BigPharma trades on the distinction between “evidence of absence” and “absence of evidence.” The two are not the same. Not doing studies and showcasing that there is no “evidence” for harm is not a substitute for quality studies whose conclusion is that there is no evidence of harm. In short, as long as such studies are avoided, BigPharma can claim that there is no “evidence” for harm. Unfortunately, most Americans look to their evening news or government websites for information. Independent auditors of studies are needed for any SSRI study.

BigPharma also promotes studies that look at selective dates or evidence to advance their position. These studies are then crushed when a meta-analysis is done, which, unfortunately, happens years later. One can look at the Cochrane review on mask studies, which shows that there is no quality mask study showing masks work. Why is that important? I suspect an extensive correlation between mask use and mRNA vaccination. Fear helps sell. Another particularly horrible problem was the distinction between Vaccinated and Unvaccinated for COVID-19, where Vaccinated meant the two original shots had been completed. Everything else was considered “Unvaccinated.” Recent research from Italy has shown that between the first and second shots, the patient is actually more vulnerable to COVID-19 (this pattern continues with the boosters). What this means is that people who had one shot and got COVID-19 were considered Unvaccinated. It is an excellent way to downplay risks with your product but a horrible way to uphold public health, especially when studies are using your definitions. Some of the considerations I mentioned above could be manipulated to hide problems with SSRIs.

The Food and Drug Administration (FDA), the National Institute of Health (NIH), incentives for hospitals and doctors around prescribing drugs, and BigPharma are not pursuing the good of public health. Personnel from the FDA often land BigPharam jobs. This pattern is typical of regulatory capture by private entities. It is a promise of a bribe after the work is done. This work is not in the public’s interest but in BigPharma’s interest. Also, BigPharma has incentives for doctors and hospitals to prescribe drugs. For example, the vast majority of prescriptions for anti-depressants are not written by psychiatrists. One wonders what the incentives are for a primary care provider (non-psychiatrist) to prescribe antidepressants.
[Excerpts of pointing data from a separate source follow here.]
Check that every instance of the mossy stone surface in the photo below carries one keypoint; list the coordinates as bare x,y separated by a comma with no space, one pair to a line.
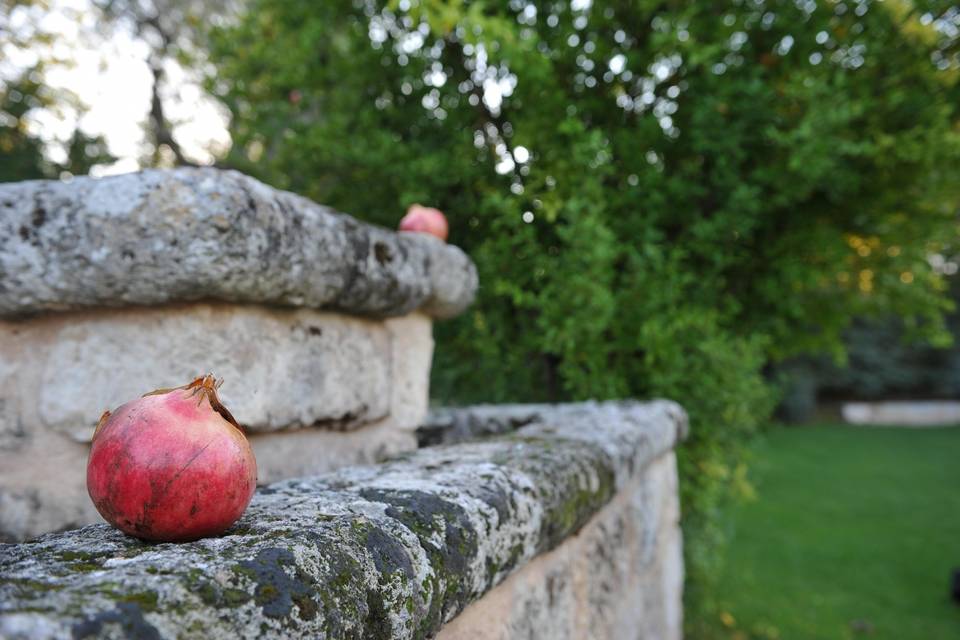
388,551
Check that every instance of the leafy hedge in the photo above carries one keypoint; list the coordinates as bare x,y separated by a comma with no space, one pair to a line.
662,197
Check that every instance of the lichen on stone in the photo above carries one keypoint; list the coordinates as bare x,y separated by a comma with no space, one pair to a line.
388,551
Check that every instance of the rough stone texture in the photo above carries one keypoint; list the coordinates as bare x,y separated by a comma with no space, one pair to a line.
390,551
188,234
283,369
301,371
620,577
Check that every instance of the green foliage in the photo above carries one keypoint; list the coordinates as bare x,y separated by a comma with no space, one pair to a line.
22,154
667,197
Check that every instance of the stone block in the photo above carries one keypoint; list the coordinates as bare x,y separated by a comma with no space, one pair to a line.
315,391
574,516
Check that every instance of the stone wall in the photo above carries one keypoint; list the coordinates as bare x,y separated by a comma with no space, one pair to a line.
564,528
320,325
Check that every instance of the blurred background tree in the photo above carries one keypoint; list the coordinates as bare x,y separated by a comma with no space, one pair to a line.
675,199
663,198
24,155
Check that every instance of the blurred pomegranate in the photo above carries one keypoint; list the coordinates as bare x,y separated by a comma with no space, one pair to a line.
171,466
425,220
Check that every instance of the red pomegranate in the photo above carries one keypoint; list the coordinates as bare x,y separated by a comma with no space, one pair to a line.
171,466
425,220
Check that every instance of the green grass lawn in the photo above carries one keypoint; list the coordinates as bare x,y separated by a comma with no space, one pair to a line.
853,535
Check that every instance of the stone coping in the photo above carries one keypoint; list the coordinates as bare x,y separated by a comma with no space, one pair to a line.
188,234
387,551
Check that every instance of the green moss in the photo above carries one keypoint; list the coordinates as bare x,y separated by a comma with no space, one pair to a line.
306,606
266,593
76,555
147,600
32,589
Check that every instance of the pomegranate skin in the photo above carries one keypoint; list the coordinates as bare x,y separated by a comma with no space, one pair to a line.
171,466
425,220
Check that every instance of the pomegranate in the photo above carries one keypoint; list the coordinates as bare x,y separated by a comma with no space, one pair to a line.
425,220
171,466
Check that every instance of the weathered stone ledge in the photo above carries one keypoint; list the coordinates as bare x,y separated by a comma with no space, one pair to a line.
388,551
189,234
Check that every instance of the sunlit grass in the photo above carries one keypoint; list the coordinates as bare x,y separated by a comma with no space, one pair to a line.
853,534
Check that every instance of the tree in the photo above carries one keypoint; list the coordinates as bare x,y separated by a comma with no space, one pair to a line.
23,155
661,197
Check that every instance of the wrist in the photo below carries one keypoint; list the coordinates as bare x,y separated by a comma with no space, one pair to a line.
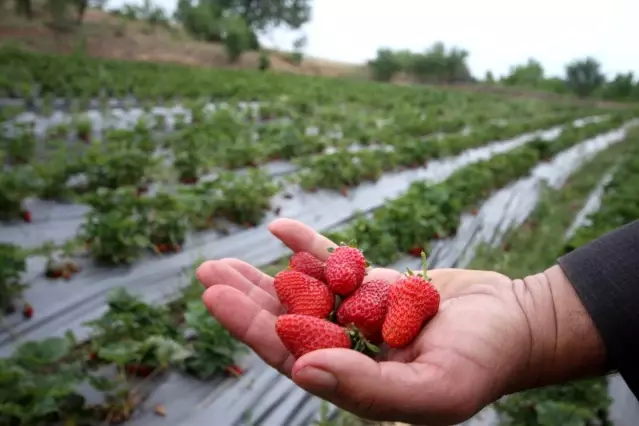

Lastly, NIH funds a lot of scientific research in the US. Scientists must be very watchful about what type of studies they request funding for. If NIH feels that these studies undermine BigPharma, scientists could find their funding dry up, and no new funding for other projects will be approved either. For example, quality studies of mRNA impacts on the body are not being done in the US but in other countries. BigPharma and the NIH have US scientists running scared when it comes to quality studies on the impact of mRNA on the human body. It shouldn’t be a stretch to consider the large market for SSRIs to be protected in similar ways.

For further elaboration of these points, see the books:

  • Empire of Pain by Patrick Radden Keefe]
  • The Great American Healthcare Scam by David Belk, MD and Paul Belk, PhD
  • Political Capitalism by Randall G. Holcombe.